Marmee, the Mother of Little Women

Thanks to the advice of a reader (much appreciated, Gina!), I’ve started reading Marmee, the Mother of Little Women by Sandford Meddick Salyor. Certainly you cannot look at the life of Louisa May Alcott without looking at her parents. There are plenty of works on Bronson but not that much on Abba (“Marmee”).  This 1949 biography reads well and I’m enjoying it so far.

Abba’s father, Colonel May

The book begins by discussing Abba’s childhood. Her father, Colonel May, was a charismatic and well-loved figure. His involvement with the blossoming Unitarian movement and the Rev. James Freeman, a founder of the movement, is noted with a plaque at historic King’s Chapel in Boston. Termed “liberal Christianity” by Salyor, Freeman, a well-loved pastor of the chapel for many years, rejected belief in the Trinity and changed the liturgical service by removing all references to the Trinity and replacing them with God the Father (see wikipedia). Colonel May, a fine singer, was the power behind The Hymnal, published in 1799 for use in the chapel.

Personal connection

King’s Chapel holds a personal memory for  me as my best childhood friend was memorialized there.

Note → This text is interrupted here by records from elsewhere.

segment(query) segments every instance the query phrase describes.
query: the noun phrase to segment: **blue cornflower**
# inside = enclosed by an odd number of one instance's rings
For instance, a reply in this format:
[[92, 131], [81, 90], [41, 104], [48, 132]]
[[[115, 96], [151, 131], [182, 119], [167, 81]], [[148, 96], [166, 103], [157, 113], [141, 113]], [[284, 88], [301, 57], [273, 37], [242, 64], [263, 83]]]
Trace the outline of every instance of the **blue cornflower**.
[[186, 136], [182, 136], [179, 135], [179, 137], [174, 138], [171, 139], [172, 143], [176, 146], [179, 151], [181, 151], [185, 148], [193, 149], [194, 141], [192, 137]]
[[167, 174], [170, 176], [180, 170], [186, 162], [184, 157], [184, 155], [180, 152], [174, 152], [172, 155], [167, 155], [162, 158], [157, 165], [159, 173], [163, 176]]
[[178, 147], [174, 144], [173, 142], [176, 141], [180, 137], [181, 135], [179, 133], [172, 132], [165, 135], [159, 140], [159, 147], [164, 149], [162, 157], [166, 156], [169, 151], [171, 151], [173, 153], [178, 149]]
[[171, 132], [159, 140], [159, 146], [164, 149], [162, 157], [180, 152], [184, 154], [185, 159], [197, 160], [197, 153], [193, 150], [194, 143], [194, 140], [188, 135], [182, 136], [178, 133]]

Kate Ross, an up-and-coming historical mystery writer whose series based on English dandy Julian Kestrel had won acclaim, died all too early from breast cancer. She was the most magical playmate a girl could ever have. We’d spend hours conjuring up imaginary characters and then acting out stories impromptu. We wrote a very melodramatic (and now hysterically funny) play called “Apache Captives” for our girl scout troop.

I always knew Kate would be a writer. Even though she studied ancient Greek at Wellesley College and got her law degree at Yale, I knew she would write. We drifted apart as childhood friends do, but years later, my husband rushed home to tell me Kate was the on the radio! She was on a talk show with the now late David Brudnoy (a legendary talk show host) so I called in! We reconnected on the radio. Later we saw each other and had a wonderful visit. I have her last novel, The Devil in Music, in my library.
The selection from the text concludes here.